Given the ethno-linguistic diversity in Timor-Leste, there are also different descriptors used across the country for tara bandu entailing nuances specific to each region. For example, Fataluku-speaking communities prefer to use the word “sikua” which refers to the harmonization of people.

Both traditionally and contemporarily, tara bandu involves the hanging of culturally significant items from a wooden shaft to place a ban on certain agricultural or social activities within a given area. Often the items hung are those prohibited through the tara bandu, for example a cutting from a symbolic tree and the skull or bones from an animal sacrificed during a tara bandu ceremony. Tara bandu commonly include the holding of a large public ceremony, “usually following a public meeting that determines particular sanctions or fines for particular activities”. Punishment for breaking the conditions of a tara bandu can take the form of both physical sanctions and abstract “supernatural” repercussions, such as from spells cast upon those who contravene the “regulations” of the tara bandu, depending on the cultural context.

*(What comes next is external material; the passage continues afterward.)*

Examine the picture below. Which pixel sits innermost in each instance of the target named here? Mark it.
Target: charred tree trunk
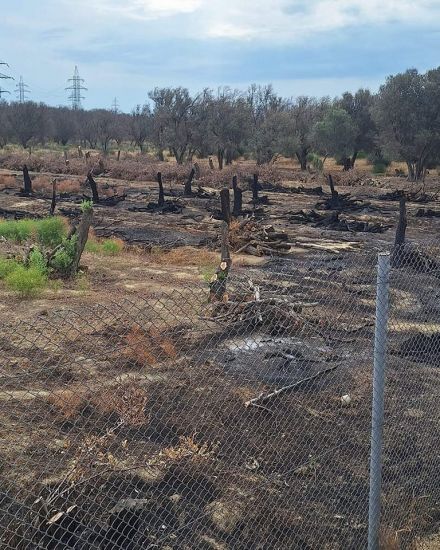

Historically, tara bandu were used, including during both the periods of Portuguese colonial and Indonesian military occupation, as a means to enforce local governance systems and control the population. Since Timor-Leste’s vote for Independence in 1999, tara bandu have enjoyed resurgence particularly since the 2006 crisis. Many cases adjudicated through tara bandu regulations are addressed through the intervention of xefe de suku and xefe de aldeia alone. While in others the community police (PNTL) have a role in supporting the xefe de suku, according to those regulations.